LANSING – Less than a year after signing a contract with the Department of Corrections, Mama’s Mobile Milk, a transportation service that provides babies with their incarcerated mothers’ breast milk, may be forced to shut down under legislative budget plans that would end state funding of the Breast Milk Program.
The House and Senate have passed different versions of the budget for the 12 months that begin Oct. 1 but both versions would eliminate money for the program that serves women in prison.
Currently, Corrections partners with Mama’s Mobile Milk, located in Metro Detroit, and provides funding for a $500,000 program that provides breast milk to babies of post-partum prisoners.
Mama’s Mobile Milk started doing that work, uncompensated, in the community for about a year and a half to two years ago, according to Angelene Love. Love is the human milk transport coordinator for the program.
She said that the idea was born out of Sekeita Lewis-Johnson and Mia Roetherford of the Southeast Michigan IBCLCs of Color, who as nurses, saw firsthand that “lots of Black and brown babies were being separated from their birthing parent due to either a Neonatal Intensive Care Unit stay for low birth weight or because of Child Protective Services involvement after birth.”
IBCLC stands for International Board-Certified Lactation Consultants.
“We first wanted it to be for babies who were in the NICU, babies who were in Child Protective Services care,” Love said.
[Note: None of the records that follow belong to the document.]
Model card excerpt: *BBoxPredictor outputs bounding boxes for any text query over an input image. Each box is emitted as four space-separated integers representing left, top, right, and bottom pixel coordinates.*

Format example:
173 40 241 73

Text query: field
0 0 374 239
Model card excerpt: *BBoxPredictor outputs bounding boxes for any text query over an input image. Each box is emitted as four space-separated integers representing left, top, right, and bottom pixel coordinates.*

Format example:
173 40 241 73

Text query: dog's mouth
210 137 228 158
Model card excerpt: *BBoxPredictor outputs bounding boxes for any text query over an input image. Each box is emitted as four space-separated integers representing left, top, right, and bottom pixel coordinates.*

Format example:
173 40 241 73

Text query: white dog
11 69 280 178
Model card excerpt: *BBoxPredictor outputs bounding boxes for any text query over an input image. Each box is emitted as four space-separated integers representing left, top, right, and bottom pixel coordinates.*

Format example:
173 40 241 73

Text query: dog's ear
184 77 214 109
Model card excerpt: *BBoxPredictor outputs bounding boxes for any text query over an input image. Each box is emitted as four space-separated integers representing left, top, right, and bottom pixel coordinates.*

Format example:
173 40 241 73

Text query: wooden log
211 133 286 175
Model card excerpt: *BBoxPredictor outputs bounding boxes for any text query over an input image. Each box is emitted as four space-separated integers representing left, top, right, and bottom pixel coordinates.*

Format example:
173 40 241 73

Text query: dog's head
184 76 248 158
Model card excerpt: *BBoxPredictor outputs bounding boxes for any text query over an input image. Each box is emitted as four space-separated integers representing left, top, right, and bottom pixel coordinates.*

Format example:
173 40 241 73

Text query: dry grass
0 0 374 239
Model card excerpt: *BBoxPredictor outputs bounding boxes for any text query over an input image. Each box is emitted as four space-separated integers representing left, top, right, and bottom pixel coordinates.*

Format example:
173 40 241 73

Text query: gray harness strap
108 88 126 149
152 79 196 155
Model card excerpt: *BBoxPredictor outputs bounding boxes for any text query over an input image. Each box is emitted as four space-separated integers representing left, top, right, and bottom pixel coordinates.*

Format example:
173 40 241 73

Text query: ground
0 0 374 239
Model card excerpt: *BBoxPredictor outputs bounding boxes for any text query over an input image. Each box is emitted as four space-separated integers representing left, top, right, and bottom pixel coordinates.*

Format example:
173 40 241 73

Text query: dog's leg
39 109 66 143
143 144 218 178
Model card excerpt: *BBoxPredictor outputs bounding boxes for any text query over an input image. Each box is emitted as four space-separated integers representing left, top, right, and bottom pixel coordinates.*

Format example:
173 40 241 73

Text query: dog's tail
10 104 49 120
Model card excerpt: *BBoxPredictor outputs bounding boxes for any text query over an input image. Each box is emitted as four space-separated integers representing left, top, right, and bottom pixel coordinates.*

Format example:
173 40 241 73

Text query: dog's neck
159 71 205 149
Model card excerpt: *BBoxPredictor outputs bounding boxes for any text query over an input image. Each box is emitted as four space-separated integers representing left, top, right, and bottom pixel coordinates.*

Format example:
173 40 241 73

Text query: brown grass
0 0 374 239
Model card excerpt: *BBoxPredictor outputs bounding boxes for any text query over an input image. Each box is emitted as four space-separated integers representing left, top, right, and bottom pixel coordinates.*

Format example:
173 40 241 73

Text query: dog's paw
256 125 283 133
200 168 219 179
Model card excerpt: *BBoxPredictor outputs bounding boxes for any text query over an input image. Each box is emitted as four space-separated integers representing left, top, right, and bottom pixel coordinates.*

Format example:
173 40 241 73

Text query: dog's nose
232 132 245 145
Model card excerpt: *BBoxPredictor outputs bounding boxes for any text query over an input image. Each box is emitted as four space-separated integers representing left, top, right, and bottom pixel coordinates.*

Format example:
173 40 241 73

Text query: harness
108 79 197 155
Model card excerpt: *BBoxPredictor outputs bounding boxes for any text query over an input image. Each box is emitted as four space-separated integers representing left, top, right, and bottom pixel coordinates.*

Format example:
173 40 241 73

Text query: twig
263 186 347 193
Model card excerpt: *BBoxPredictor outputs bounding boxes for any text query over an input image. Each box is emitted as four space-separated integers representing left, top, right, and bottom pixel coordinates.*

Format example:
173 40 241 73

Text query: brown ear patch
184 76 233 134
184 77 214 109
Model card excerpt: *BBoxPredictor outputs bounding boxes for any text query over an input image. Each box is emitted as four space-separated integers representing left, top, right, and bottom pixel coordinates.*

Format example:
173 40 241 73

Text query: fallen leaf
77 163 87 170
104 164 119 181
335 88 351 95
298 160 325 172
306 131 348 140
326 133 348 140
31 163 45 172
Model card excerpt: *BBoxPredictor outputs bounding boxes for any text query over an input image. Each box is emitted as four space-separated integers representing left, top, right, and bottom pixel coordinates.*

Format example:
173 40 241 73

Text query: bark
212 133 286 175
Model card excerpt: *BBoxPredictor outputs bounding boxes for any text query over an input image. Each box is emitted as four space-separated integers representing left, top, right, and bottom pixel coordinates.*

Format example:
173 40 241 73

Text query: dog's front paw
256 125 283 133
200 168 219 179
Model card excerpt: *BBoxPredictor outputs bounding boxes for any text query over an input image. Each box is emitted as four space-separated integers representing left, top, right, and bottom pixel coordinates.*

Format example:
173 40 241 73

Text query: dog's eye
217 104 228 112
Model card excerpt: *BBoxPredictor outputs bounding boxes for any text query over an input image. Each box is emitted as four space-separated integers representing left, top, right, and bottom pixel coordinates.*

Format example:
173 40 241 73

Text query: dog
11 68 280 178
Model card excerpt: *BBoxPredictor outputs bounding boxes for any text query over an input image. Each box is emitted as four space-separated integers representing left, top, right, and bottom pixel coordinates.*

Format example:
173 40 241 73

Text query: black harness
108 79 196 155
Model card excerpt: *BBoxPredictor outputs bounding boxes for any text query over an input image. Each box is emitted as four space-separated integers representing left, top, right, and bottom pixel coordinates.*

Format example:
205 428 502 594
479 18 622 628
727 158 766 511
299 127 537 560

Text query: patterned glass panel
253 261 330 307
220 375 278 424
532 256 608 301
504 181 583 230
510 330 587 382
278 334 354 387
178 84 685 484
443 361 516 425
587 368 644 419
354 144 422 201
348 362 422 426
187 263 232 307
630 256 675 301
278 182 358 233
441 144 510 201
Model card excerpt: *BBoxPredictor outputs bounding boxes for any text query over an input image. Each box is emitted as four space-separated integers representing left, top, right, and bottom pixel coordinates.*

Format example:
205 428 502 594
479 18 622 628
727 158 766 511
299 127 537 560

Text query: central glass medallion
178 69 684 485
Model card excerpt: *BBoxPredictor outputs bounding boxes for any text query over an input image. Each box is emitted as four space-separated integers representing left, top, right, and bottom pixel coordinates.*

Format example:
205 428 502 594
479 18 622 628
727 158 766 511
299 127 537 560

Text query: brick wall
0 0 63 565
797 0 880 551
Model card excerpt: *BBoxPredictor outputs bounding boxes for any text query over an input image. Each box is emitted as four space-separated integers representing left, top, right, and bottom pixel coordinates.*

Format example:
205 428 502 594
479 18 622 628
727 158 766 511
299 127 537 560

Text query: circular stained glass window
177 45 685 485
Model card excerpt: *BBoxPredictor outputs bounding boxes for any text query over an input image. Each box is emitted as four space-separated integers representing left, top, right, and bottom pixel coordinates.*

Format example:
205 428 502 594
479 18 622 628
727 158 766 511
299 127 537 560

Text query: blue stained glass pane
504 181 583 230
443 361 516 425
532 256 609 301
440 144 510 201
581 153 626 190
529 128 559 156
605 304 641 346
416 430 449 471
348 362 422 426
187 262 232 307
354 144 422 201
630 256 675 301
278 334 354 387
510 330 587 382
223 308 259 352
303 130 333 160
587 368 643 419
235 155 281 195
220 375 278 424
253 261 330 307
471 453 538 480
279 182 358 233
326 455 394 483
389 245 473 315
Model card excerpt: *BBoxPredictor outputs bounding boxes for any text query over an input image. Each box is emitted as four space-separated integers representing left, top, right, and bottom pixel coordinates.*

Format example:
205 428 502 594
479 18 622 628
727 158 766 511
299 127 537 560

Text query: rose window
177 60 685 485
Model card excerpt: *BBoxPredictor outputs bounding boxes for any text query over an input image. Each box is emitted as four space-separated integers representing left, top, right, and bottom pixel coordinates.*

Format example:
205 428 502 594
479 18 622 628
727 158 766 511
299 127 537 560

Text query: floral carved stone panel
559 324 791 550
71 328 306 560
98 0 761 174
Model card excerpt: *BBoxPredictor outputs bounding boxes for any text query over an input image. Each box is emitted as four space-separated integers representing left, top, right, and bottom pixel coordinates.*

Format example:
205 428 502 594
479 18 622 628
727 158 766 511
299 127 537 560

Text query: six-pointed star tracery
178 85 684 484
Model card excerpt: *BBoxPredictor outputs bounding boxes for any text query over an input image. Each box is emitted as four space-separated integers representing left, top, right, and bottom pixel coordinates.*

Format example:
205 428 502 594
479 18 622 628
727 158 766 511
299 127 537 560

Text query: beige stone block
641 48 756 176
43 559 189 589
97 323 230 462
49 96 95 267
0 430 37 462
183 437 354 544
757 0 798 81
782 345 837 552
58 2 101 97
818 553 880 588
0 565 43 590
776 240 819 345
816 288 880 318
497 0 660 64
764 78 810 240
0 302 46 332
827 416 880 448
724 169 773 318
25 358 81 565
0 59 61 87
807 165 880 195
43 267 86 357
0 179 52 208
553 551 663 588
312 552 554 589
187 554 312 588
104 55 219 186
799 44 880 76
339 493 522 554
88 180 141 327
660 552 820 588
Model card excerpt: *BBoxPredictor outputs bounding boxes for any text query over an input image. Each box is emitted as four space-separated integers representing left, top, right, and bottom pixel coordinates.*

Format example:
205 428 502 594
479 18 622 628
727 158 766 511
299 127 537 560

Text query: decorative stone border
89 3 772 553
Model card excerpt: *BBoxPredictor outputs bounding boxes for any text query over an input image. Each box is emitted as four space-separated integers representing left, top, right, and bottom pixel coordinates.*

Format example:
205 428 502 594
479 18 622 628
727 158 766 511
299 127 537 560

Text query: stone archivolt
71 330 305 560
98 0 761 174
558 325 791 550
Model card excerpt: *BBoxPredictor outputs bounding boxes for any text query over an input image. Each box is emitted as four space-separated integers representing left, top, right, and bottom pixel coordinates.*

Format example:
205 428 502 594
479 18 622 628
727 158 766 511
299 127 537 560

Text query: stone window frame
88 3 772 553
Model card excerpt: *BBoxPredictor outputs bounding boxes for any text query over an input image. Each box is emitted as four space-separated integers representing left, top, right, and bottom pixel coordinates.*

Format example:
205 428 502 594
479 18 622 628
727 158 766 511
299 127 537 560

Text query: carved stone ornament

“If there was a custodial agreement where there was no contact [between the mother and her newborn], that’s where we are doing that work in that space. But we were getting a lot of inquiries for families who had a mother in jail and were trying to get the milk out of the jail,” she said.
“And so we were like, ‘Wow,’ this is a whole other need and a whole other space we didn’t know we needed to support,” Love said.
“We started with the prison system in November of 2024, when we signed a contract with the Department of Corrections that really surpassed what our dreams ever were for Mama’s Mobile Milk working in the system,” Love said.
Love said that it was April of this year when the program did its first transport.
“There’s been at least eight pregnant women in this facility in just the past six months,” she said, referring to the Women’s Huron Valley Correctional Facility, the only prison in Michigan that houses women.
“If the caregiver and the infant are within two hours of the prison, we drive it. We have a transporter pick that [milk] up every day and drive it to the infant. Then if it is over two hours, then we have a transporter pick it up, they bring it to me, and I ship that to the caregiver and they receive it through the mail,” Love said.
“People who are less fortunate already face greater challenges, and when we cut programs like this, it makes it harder for them to give their child the highest standard of care,” said Laura Appel.
Appel is the executive vice president of government relations and public policy at the Michigan Health & Hospital Association in Okemos, which represents community hospitals in the state.
Love said, “If funding was to be removed for the program, the program is completely gone. The current participants that we have now, it would just be devastating to them. This is the only way that they are able to connect with their baby.”
“We do not believe at this point that the department will still allow us to provide this service if there wasn’t funding included,” she said. That is “because the funding also supports the correction staff to do their job and for them to make sure that when we come to pick up the milk, it can come out. It does pay for their staff time, too,” she said.
Lauren Leeds, the public information officer for the State Budget Office, said, “We’re continuing ongoing negotiations and we’re hopeful that we’ll have a deal in place by the deadline.”
The House, Senate and governor’s office face a Sept. 30 deadline to agree on a budget.
Without continued state funding, Love said, “We would make this program happen if we had to make it happen for free because that’s what we do. That’s how we show up. But we can’t do that if we don’t have the explicit legislation to make it happen.”